Une opération planifiée contre l’État islamique
L’armée libanaise menait depuis longtemps une opération de renseignement longue et méticuleuse qui a finalement permis l’arrestation d’un individu présenté comme le nouveau chef de l’État islamique au Liban. Cet homme, identifié sous l’alias « Qasoura », a été appréhendé par la Direction du renseignement. Son arrestation s’est accompagnée de la saisie d’un arsenal impressionnant : armes lourdes, munitions, équipements électroniques et matériel destiné à la fabrication de drones.
Selon les autorités militaires, l’individu avait pris la tête du groupe jihadiste après la capture de son prédécesseur fin décembre 2024. Il représentait, depuis lors, la figure centrale de l’organisation terroriste dans le pays.

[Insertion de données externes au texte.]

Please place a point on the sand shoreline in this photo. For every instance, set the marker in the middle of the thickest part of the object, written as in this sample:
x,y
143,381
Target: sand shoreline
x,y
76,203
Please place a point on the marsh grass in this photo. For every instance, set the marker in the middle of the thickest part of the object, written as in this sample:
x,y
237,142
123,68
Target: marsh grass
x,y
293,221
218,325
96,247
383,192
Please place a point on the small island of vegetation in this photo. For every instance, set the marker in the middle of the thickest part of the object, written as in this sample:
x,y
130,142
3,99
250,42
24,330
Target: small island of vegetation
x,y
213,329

Sa capture vise à empêcher toute tentative de réorganisation du groupe sur le sol libanais.
Cette action coordonnée s’inscrit dans une campagne plus large de lutte contre le terrorisme. L’arrestation d’un chef de cette envergure permet non seulement de démanteler un réseau actif, mais aussi de recueillir des renseignements précieux sur les activités de l’État islamique dans la région.
Un contexte régional encore instable
L’intervention militaire libanaise intervient alors que le climat régional reste tendu. Quelques jours auparavant, un attentat attribué à l’État islamique a frappé une église en Syrie voisine, causant la mort d’au moins 25 personnes. Bien que l’EI ait perdu une grande partie de sa force en Syrie et en Irak, ses cellules continuent d’opérer de manière sporadique.
Au Liban, le groupe jihadiste ne représente plus une menace militaire majeure depuis sa défaite en 2017. Néanmoins, des éléments résiduels demeurent actifs, principalement dans les régions frontalières de l’est et du nord. Ces zones, historiquement marquées par l’instabilité, restent sous surveillance constante des forces de sécurité.
La collaboration entre les services de renseignement et les forces armées libanaises s’est donc intensifiée ces derniers mois. Cette arrestation en est une illustration directe. Elle vient renforcer la posture sécuritaire de l’État libanais, en pleine résilience face aux influences régionales conflictuelles et à la menace du terrorisme transfrontalier.